User Simulation¶
Overview¶
User simulation enables realistic multi-turn conversation evaluation by simulating end-users interacting with your agents. Using the ActorSimulator class configured for user simulation, you can generate dynamic, goal-oriented conversations that test your agent's ability to handle real user interactions.
The from_case_for_user_simulator() factory method automatically configures the simulator with user-appropriate profiles and behaviors:
from strands_evals import ActorSimulator, Case
case = Case(
input="I need to book a flight to Paris",
metadata={"task_description": "Flight booking confirmed"}
)
# Automatically configured for user simulation
user_sim = ActorSimulator.from_case_for_user_simulator(
case=case,
max_turns=10
)
Key Features¶
- Realistic Actor Simulation: Generates human-like responses based on actor profiles
- Multi-turn Conversations: Maintains context across multiple conversation turns
- Automatic Profile Generation: Creates actor profiles from test cases
- Goal-Oriented Behavior: Tracks and evaluates goal completion
- Flexible Configuration: Supports custom profiles, prompts, and tools
- Conversation Control: Automatic stopping based on goal completion or turn limits
- Integration with Evaluators: Works seamlessly with trace-based evaluators
When to Use¶
Use user simulation when you need to:
- Evaluate agents in multi-turn user conversations
- Test how agents handle realistic user behavior
- Assess goal completion from the user's perspective
- Generate diverse user interaction patterns
- Evaluate agents without predefined conversation scripts
- Test conversational flow and context maintenance with users
Basic Usage¶
Simple User Simulation¶
from strands import Agent
from strands_evals import Case, ActorSimulator
# Create test case
case = Case(
name="flight-booking",
input="I need to book a flight to Paris next week",
metadata={"task_description": "Flight booking confirmed"}
)
# Create user simulator
user_sim = ActorSimulator.from_case_for_user_simulator(
case=case,
max_turns=5 # Limits conversation length; simulator may stop earlier if goal is achieved
)
# Create target agent to evaluate
agent = Agent(
system_prompt="You are a helpful travel assistant.",
callback_handler=None
)
# Run multi-turn conversation
user_message = case.input
conversation_log = []
while user_sim.has_next():
# Agent responds
agent_response = agent(user_message)
agent_message = str(agent_response)
conversation_log.append({"role": "agent", "message": agent_message})
# User simulator generates next message
user_result = user_sim.act(agent_message)
user_message = str(user_result.structured_output.message)
conversation_log.append({"role": "user", "message": user_message})
print(f"Conversation completed in {len(conversation_log) // 2} turns")
Actor Profiles¶
Actor profiles define the characteristics, context, and goals of the simulated actor.

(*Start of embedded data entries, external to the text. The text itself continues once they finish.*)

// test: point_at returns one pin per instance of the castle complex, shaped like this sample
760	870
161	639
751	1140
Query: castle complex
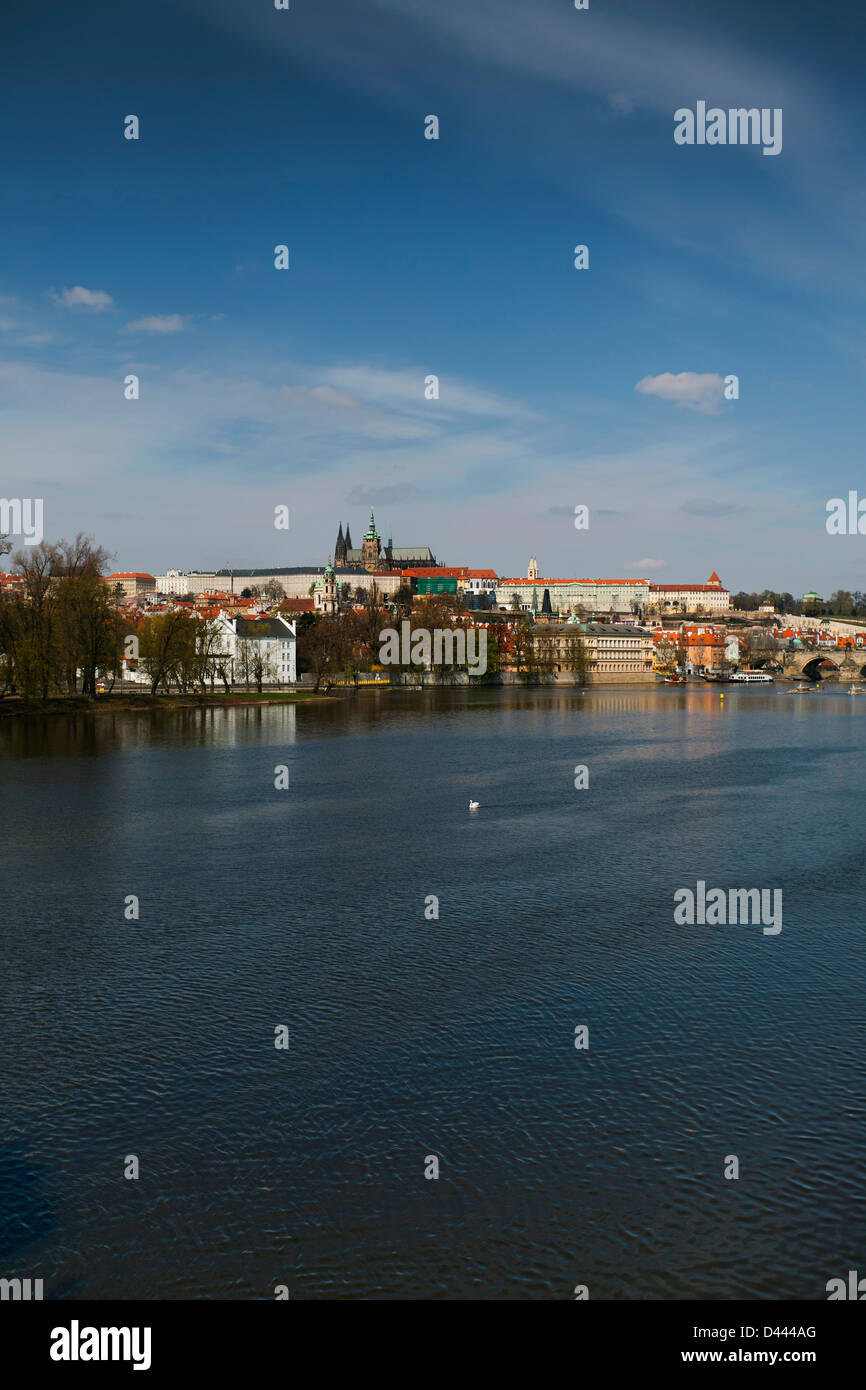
377	558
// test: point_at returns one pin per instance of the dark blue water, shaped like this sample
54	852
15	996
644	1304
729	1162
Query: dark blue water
451	1037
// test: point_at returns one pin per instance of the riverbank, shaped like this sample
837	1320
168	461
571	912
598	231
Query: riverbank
127	702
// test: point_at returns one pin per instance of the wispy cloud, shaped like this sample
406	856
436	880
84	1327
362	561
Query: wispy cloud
81	298
709	508
695	389
159	324
367	496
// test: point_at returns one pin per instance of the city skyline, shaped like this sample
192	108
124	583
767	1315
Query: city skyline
451	257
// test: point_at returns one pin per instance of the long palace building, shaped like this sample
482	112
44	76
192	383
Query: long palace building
620	597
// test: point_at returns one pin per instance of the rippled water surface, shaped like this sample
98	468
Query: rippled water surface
451	1037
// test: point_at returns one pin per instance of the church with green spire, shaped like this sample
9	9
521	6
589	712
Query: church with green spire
377	558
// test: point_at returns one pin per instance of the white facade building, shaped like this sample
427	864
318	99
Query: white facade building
273	638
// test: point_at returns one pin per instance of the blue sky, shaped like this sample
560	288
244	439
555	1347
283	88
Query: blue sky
410	257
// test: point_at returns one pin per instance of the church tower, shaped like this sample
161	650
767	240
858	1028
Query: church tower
325	597
370	546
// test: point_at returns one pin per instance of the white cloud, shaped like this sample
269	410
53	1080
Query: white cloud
159	324
81	298
695	389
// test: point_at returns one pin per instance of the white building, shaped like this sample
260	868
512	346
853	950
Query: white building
691	598
271	638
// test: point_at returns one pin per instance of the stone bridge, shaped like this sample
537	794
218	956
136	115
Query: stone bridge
830	665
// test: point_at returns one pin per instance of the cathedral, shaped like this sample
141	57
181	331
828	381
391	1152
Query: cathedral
377	558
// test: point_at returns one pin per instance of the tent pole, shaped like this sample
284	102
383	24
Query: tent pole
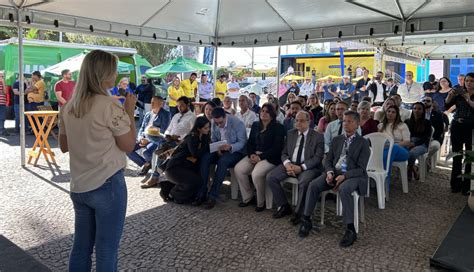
21	87
278	73
214	73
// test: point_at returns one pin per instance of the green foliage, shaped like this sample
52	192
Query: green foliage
155	53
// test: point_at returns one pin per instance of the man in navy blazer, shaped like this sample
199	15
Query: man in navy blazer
225	127
345	172
158	118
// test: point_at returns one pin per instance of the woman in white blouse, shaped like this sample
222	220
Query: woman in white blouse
97	131
393	126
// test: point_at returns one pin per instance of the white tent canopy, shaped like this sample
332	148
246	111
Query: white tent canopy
244	23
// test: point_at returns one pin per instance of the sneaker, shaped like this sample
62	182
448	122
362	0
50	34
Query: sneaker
348	239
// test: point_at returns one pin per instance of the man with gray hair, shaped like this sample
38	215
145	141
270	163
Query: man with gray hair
345	172
302	157
245	114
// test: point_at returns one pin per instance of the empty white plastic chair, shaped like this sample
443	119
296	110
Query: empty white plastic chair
375	167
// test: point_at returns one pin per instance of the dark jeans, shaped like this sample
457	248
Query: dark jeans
184	182
99	220
3	112
223	162
461	139
147	154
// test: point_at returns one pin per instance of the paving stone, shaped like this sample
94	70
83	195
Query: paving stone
37	214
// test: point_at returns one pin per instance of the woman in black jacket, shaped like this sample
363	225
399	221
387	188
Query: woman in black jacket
420	135
461	131
182	170
263	154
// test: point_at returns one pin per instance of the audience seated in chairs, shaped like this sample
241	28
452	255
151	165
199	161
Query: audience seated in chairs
227	105
182	170
154	121
335	128
302	158
225	127
329	116
367	124
247	116
437	122
344	172
263	154
315	109
393	126
181	124
420	135
208	108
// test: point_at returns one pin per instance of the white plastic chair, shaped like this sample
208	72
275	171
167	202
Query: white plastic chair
358	203
294	192
375	167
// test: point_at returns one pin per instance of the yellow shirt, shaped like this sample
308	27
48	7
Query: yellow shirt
172	92
221	87
37	97
188	87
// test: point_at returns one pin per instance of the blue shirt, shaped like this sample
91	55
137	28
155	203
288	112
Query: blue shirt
114	91
327	94
205	91
348	89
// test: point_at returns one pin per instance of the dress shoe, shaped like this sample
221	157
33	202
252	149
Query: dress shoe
146	167
348	239
282	211
152	182
295	219
245	204
209	204
455	190
198	201
305	227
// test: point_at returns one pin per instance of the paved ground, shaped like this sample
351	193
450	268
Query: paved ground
36	214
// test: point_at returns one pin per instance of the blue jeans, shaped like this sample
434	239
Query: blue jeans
3	112
415	152
223	162
399	154
147	154
99	220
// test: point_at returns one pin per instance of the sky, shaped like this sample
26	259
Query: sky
243	56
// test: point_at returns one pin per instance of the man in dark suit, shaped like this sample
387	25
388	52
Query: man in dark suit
302	156
345	172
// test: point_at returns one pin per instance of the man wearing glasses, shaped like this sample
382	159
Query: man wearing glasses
226	128
410	91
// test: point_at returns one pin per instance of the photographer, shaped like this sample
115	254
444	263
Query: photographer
461	131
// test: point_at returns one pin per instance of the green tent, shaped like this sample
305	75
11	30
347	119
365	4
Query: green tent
178	65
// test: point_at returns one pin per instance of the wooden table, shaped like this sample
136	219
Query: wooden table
198	107
41	122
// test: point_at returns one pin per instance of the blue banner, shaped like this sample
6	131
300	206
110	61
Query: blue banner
208	57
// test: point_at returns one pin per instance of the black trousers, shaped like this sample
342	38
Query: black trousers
461	139
183	183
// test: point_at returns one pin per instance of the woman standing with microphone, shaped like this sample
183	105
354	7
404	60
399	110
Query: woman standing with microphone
97	131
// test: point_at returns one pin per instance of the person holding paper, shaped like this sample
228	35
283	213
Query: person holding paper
231	129
345	172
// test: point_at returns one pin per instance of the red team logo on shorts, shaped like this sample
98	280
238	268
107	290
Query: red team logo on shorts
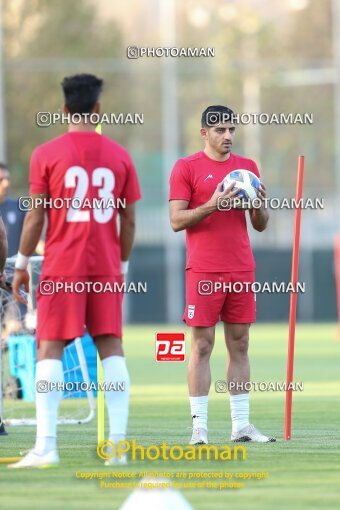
170	347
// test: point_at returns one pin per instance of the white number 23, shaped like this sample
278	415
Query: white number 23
77	177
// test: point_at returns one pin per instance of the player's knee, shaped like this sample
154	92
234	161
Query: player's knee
239	345
202	347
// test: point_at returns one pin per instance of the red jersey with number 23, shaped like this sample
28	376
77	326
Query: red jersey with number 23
220	242
83	241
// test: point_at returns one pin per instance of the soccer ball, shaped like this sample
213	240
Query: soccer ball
246	182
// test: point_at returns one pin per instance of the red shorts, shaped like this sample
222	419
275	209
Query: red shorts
65	314
211	297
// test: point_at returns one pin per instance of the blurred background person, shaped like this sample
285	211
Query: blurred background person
12	216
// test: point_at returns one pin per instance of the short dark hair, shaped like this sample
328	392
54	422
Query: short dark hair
81	92
221	112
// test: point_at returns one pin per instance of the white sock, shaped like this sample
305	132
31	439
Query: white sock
199	412
239	406
50	371
117	402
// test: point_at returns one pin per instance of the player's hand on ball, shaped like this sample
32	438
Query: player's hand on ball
221	196
21	278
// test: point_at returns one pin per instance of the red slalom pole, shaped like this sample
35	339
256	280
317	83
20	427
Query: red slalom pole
293	300
337	277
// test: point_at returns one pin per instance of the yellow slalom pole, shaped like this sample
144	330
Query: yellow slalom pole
100	402
100	379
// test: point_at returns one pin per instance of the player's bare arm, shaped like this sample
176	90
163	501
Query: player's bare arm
181	217
3	252
127	230
30	236
259	217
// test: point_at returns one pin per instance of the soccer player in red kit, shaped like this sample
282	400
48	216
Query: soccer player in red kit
218	251
83	244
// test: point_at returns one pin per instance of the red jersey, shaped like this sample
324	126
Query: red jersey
83	168
220	242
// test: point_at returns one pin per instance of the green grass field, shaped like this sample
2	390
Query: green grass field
303	473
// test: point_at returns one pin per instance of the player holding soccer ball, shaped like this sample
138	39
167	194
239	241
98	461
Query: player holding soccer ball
82	244
218	251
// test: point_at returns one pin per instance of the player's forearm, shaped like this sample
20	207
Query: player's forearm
31	233
127	237
259	218
3	246
186	218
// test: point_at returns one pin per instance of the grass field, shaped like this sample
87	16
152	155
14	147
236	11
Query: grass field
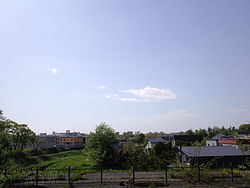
73	158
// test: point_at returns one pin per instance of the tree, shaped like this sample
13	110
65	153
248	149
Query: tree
13	137
139	138
101	145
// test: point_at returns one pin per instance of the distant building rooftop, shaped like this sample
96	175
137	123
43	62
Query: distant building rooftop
156	140
208	151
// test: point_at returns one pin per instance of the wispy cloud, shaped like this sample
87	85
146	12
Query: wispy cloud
54	70
101	87
176	120
147	94
236	111
179	114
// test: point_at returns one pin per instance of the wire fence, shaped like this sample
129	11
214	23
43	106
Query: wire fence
70	175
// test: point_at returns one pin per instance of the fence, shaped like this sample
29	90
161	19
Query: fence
69	175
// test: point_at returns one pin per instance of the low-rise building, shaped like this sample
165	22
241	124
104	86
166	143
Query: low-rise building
219	156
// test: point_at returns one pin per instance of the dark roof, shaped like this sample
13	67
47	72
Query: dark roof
221	136
211	151
188	138
156	140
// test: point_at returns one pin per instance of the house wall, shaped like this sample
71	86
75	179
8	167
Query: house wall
219	162
211	143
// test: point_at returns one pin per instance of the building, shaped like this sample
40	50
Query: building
152	142
222	140
61	140
183	140
219	156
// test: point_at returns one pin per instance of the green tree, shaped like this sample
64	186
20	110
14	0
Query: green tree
13	138
165	152
140	138
101	145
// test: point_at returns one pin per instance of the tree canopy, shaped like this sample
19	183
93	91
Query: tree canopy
102	145
13	137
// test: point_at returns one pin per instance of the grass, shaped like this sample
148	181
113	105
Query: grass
73	158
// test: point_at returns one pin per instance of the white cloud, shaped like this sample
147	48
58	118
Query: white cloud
54	70
176	120
101	87
179	114
146	94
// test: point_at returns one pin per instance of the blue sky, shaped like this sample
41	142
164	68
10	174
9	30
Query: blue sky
136	65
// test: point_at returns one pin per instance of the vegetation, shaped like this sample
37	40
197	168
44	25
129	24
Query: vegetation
101	145
13	138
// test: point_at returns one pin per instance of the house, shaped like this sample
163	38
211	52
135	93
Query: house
228	142
221	140
61	140
219	156
182	140
152	142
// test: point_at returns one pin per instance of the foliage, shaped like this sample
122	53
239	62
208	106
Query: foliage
101	145
13	138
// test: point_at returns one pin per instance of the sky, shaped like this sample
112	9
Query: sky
136	65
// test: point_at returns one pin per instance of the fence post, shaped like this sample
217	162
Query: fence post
166	174
232	172
133	169
101	174
199	173
37	176
5	172
69	175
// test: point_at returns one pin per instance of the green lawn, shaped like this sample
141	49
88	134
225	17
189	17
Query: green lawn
73	158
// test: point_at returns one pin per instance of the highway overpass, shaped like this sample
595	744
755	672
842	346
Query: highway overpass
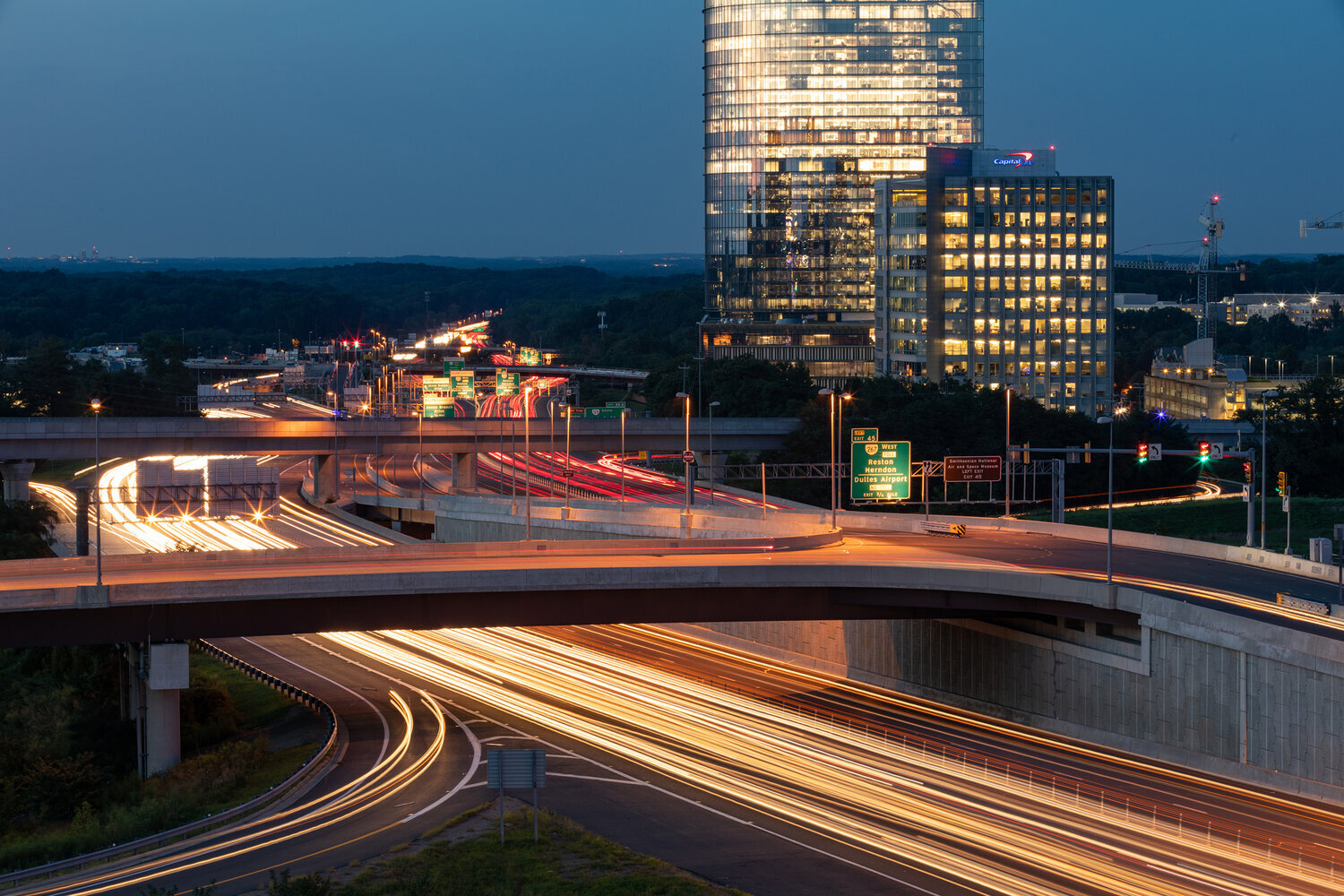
64	438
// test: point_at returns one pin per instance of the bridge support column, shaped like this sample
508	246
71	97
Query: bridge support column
158	675
16	477
464	470
325	478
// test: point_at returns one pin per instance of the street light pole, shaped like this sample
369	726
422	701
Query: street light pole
527	460
97	492
831	398
569	414
685	452
841	443
1007	452
1265	398
712	405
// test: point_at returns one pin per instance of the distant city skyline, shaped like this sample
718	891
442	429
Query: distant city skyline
261	129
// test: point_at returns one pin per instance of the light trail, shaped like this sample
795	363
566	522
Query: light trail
164	535
870	791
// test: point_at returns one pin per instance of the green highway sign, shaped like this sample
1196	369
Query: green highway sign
462	383
879	470
505	383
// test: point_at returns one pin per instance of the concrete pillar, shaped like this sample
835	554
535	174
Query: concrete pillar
324	477
464	470
16	477
158	675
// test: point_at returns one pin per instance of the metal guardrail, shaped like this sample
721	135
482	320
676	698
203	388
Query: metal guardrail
155	841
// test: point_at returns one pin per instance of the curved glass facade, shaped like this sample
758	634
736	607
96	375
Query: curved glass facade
806	102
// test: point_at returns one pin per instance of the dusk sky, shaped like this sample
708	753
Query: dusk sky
277	128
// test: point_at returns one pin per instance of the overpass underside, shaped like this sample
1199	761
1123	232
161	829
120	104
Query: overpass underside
101	622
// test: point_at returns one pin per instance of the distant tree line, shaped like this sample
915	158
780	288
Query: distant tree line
1322	274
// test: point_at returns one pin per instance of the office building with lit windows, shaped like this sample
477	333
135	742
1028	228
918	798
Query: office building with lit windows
996	271
808	102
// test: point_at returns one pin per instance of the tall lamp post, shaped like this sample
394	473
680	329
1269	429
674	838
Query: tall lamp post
685	452
841	444
97	492
335	449
831	400
712	405
567	411
527	460
1265	398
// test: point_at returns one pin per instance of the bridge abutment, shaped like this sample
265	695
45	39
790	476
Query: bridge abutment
16	476
1190	685
158	675
464	470
325	478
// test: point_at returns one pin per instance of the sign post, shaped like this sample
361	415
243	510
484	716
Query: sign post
437	398
516	769
505	383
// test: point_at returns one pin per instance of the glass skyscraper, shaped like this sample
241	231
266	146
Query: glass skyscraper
806	102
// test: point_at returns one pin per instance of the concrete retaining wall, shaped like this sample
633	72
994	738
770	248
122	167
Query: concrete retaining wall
1231	554
1193	685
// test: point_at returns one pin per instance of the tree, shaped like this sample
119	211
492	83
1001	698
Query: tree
24	530
1304	426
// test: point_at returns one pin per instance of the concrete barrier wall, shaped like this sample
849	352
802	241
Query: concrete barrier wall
1231	554
1201	688
494	519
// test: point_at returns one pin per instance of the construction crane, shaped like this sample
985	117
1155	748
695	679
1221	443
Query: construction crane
1206	268
1327	223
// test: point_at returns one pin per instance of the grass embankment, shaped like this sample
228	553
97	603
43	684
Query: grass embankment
464	857
1220	520
228	761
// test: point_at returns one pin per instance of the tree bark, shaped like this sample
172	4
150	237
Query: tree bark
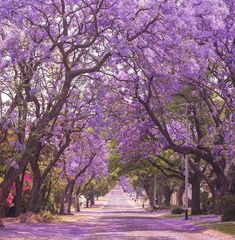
180	195
63	198
196	184
70	196
167	192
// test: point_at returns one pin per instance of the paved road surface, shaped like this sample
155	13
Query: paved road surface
117	219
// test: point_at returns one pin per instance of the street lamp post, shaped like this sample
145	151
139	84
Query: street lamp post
186	168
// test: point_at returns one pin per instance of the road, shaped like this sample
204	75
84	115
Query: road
116	219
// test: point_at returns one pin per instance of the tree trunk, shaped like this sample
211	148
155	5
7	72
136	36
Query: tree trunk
87	202
70	196
180	195
18	196
92	199
196	183
167	192
63	198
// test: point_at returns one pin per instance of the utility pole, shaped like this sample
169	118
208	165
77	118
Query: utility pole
186	168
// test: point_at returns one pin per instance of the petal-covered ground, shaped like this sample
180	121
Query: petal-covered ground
116	219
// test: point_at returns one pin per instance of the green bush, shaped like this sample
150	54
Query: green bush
226	207
177	210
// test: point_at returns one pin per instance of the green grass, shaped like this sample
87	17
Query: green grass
224	227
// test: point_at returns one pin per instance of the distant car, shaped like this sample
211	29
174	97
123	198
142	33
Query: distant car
82	200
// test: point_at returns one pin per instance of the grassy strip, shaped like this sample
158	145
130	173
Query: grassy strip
224	227
171	216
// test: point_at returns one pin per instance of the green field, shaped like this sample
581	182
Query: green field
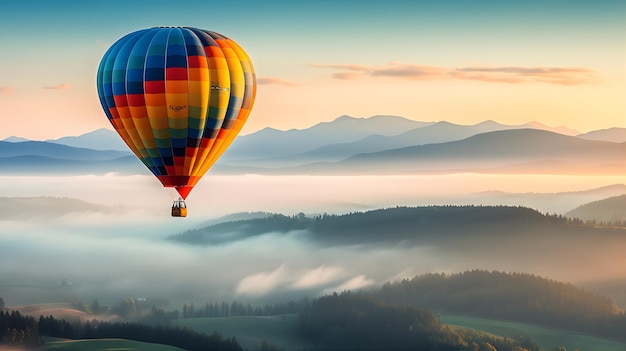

Automatic Profile Generation¶
The simulator can automatically generate realistic profiles from test cases:
from strands_evals import Case, ActorSimulator
case = Case(
input="My order hasn't arrived yet",
metadata={"task_description": "Order status resolved and customer satisfied"}
)
# Profile is automatically generated from input and task_description
user_sim = ActorSimulator.from_case_for_user_simulator(case=case)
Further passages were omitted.